Kisah Jepang Menjadi Rumah bagi 230.000 Muslim
Semakin banyak Muslim menjadikan Jepang sebagai rumah mereka. Kini diperkirakan muslim di negeri Sakura itu mencapai 230.000 orang. Buruh migran dan mualaf lokal menggelembungkan jajaran komunitas Muslim yang kecil tapi signifikan di negara tersebut..
“Hampir tidak ada orang Arab di negara ini,” kata Mohamed Shokeir tentang pertama kali dia pergi ke Jepang pada tahun 1981 untuk mengunjungi saudara perempuannya.
Saudara perempuan Shoekeir adalah seorang mahasiswa yang belajar bahasa Jepang di Universitas Kairo ketika dia bertemu dengan seorang pria Jepang, seorang mualaf Arab dan Muslim yang belajar di Universitas Al-Azhar.

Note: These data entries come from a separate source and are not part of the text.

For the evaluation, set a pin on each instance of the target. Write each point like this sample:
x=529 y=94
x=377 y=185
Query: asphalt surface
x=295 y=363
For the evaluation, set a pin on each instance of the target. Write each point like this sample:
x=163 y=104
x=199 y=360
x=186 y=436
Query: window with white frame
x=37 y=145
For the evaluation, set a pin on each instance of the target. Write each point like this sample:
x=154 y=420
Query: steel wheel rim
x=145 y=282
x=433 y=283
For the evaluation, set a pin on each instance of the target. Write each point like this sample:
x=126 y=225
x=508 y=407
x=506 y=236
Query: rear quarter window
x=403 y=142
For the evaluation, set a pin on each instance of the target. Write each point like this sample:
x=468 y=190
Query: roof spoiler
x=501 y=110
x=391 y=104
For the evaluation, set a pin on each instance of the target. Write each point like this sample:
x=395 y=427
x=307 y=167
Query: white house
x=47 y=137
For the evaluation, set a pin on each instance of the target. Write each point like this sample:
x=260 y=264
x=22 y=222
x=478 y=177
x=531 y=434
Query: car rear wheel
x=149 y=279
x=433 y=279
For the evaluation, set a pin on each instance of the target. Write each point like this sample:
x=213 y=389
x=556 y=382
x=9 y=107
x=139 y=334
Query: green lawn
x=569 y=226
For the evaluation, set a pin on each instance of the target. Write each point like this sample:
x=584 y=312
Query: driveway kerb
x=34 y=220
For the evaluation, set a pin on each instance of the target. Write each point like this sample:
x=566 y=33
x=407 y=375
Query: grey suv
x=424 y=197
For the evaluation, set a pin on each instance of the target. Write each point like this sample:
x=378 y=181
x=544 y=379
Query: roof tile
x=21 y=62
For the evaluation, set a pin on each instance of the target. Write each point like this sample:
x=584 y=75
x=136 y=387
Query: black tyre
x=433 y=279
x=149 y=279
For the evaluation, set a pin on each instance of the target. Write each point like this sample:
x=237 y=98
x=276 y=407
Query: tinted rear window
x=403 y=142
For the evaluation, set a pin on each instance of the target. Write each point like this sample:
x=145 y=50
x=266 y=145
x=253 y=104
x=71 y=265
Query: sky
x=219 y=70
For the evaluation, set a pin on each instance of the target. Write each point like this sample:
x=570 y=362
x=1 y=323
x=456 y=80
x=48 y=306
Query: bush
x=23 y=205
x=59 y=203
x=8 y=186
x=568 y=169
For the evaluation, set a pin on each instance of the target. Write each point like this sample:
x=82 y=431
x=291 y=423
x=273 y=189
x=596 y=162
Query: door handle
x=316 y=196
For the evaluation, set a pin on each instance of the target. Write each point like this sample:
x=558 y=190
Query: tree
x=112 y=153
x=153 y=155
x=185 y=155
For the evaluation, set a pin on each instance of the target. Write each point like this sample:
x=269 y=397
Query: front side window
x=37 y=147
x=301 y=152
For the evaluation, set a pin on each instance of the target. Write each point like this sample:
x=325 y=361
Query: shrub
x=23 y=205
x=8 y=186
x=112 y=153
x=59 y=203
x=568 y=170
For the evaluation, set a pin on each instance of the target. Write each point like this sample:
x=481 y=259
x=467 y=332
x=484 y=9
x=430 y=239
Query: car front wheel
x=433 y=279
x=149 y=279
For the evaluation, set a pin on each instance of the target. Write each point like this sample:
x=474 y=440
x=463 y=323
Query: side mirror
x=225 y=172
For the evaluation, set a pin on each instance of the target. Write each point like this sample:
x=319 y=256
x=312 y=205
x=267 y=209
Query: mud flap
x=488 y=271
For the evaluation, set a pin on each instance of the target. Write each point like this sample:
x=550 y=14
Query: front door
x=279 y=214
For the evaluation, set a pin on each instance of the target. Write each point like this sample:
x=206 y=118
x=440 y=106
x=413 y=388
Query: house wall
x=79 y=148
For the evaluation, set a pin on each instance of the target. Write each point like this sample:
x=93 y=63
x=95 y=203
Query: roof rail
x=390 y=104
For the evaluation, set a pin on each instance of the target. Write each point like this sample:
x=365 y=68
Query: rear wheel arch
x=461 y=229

Pasangan itu menikah dan pindah ke Tokyo di Jepang.
Kunjungan Shokeir untuk menemuinya adalah tindakan pertama dalam perjalanan yang pada akhirnya akan menentukan hidupnya; sebuah perjalanan yang membuat pramugari saat itu terpikat oleh negara dan rakyatnya.

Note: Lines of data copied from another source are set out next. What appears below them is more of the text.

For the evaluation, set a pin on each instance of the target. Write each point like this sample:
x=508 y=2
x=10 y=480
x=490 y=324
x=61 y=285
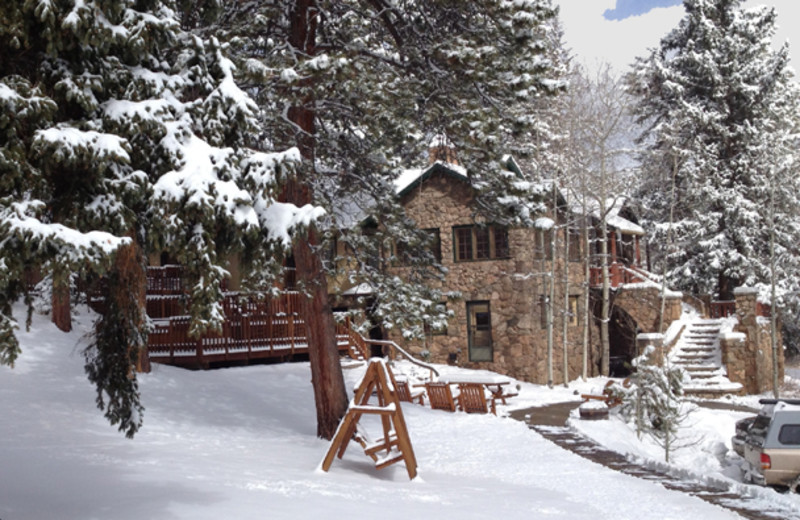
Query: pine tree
x=720 y=107
x=124 y=135
x=363 y=87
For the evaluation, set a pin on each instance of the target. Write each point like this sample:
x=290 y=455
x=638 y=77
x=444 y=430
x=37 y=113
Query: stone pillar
x=757 y=349
x=735 y=357
x=655 y=339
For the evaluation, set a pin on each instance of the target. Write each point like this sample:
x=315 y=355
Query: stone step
x=701 y=375
x=696 y=342
x=694 y=355
x=710 y=392
x=697 y=350
x=700 y=368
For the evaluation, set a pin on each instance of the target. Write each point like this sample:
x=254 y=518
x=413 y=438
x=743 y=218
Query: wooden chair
x=473 y=399
x=440 y=396
x=405 y=393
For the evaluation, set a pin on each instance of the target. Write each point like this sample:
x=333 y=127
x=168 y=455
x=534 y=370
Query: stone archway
x=622 y=331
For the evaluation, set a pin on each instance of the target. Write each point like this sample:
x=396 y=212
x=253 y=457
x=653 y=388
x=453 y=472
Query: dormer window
x=480 y=243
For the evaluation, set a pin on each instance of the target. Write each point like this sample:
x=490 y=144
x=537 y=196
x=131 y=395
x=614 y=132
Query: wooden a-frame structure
x=395 y=446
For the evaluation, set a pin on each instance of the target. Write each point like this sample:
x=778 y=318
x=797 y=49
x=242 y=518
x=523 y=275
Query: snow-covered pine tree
x=123 y=135
x=363 y=87
x=720 y=107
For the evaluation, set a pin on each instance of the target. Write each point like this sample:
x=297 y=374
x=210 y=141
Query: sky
x=617 y=31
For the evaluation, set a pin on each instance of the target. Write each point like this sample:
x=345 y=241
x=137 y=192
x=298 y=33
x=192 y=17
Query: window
x=573 y=311
x=433 y=243
x=575 y=239
x=543 y=248
x=789 y=434
x=479 y=331
x=441 y=329
x=480 y=243
x=543 y=306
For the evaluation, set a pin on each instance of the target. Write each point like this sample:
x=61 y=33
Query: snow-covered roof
x=362 y=289
x=613 y=219
x=412 y=177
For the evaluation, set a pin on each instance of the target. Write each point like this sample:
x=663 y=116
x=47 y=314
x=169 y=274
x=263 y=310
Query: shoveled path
x=550 y=422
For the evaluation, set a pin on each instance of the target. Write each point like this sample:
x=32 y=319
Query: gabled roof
x=613 y=218
x=410 y=179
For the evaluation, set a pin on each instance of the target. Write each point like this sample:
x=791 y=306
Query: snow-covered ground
x=240 y=443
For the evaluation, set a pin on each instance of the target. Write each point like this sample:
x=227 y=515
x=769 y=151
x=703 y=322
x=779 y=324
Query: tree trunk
x=606 y=309
x=566 y=318
x=61 y=312
x=326 y=371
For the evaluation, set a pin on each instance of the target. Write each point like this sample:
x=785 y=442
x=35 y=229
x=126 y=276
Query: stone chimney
x=441 y=149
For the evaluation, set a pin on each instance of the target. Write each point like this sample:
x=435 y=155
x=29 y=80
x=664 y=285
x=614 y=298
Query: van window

“Itu menarik, saya jatuh cinta. Orang-orangnya, sikap mereka, perilaku mereka, seberapa efisien semuanya," kata Shokeir.
"Dan ada juga misteri tentang itu semua karena saya tidak mengerti bahasanya."
Pada kunjungan ketiganya ke negara itu pada tahun 1983, dia memutuskan untuk tinggal dan menemukan tempat yang dekat dengan saudara perempuannya di Fujimidai, di timur laut Tokyo. Dia mendaftar kursus bahasa Jepang pada siang hari dan bekerja di perusahaan penerjemahan yang memproduksi instruksi manual peralatan listrik Jepang pada sore hari.

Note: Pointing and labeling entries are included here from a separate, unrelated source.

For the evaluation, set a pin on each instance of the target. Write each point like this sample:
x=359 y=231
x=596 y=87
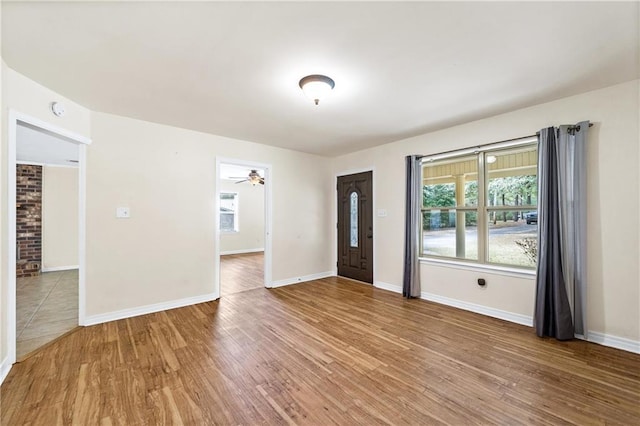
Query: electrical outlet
x=122 y=212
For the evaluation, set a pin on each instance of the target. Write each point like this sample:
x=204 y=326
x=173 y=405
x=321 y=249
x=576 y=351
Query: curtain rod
x=493 y=145
x=571 y=128
x=478 y=148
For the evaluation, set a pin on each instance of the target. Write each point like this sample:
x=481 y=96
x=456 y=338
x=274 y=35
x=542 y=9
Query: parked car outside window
x=531 y=218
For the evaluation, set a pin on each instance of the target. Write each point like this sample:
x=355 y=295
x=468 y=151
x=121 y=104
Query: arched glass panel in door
x=353 y=218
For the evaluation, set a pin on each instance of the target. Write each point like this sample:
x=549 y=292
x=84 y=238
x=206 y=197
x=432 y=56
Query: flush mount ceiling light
x=316 y=86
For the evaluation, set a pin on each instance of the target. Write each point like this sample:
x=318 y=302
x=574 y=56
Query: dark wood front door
x=355 y=226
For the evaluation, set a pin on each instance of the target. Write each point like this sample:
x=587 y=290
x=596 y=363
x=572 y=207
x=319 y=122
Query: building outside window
x=481 y=206
x=229 y=212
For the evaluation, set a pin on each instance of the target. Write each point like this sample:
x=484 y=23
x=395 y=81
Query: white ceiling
x=401 y=68
x=35 y=145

Pada tahun yang sama, dia bertemu calon istrinya Yoko di kereta Tokyo pada jam sibuk malam hari.
“Saya telah naik kereta ke arah yang salah, saya baru berada di pedesaan beberapa bulan dan bahasa Jepang saya saat itu tidak begitu bagus. Saya bertanya kepada gadis yang memegang stang yang sama dengan saya bagaimana cara berhenti. Dia memberi tahu saya dalam bahasa Inggris yang baik bagaimana mencapai tempat yang saya inginkan.
Azza (paling kanan), Shokeir (No. 2 dari kanan) Yoko (tengah). Foto tahun 1984 (Mohamed Shokeir/MEE)
Shokeir meminta nomor telepon Yoko karena dia terkesan dengan kemampuan bahasanya dan ingin mendapatkan lebih banyak teman orang Jepang. "Dia tidak memiliki pulpen, begitu juga saya, tetapi seorang penumpang mendengar dan menawarkan pulpennya, jadi saya mendapatkan nomornya." Lima tahun kemudian dia menjadi istrinya.
Yoko mengatakan bahwa meskipun keluarga dekatnya tidak keberatan dengan pasangan itu, beberapa kerabat jauh menolak untuk menerimanya.
"Suami saya dan saya telah menjalin hubungan selama beberapa tahun sebelum kami menikah, jadi ibu saya, yang membesarkan saya sendiri setelah ayah saya meninggal dalam kecelakaan ketika saya masih muda, dan adik perempuan saya tidak keberatan," dia berkisah.
"Mereka menghormati keyakinan saya. Tapi kedua bibi saya menentang pernikahan itu, dan sejak itu saya tidak berhubungan lagi dengan mereka."
Yoko belajar bahasa Arab dan Islam sebelum masuk Islam menjelang pernikahannya pada tahun 1988, dan mengubah gaya hidupnya, seperti mengganti daging babi dengan ayam dalam gyoza kukus segar yang akan dibuatnya.
Dalam mengatur kehidupannya di Jepang, Shokeir, kini berusia 63 tahun, menjadi bagian dari salah satu populasi Muslim terkecil di dunia dibandingkan dengan populasi umum.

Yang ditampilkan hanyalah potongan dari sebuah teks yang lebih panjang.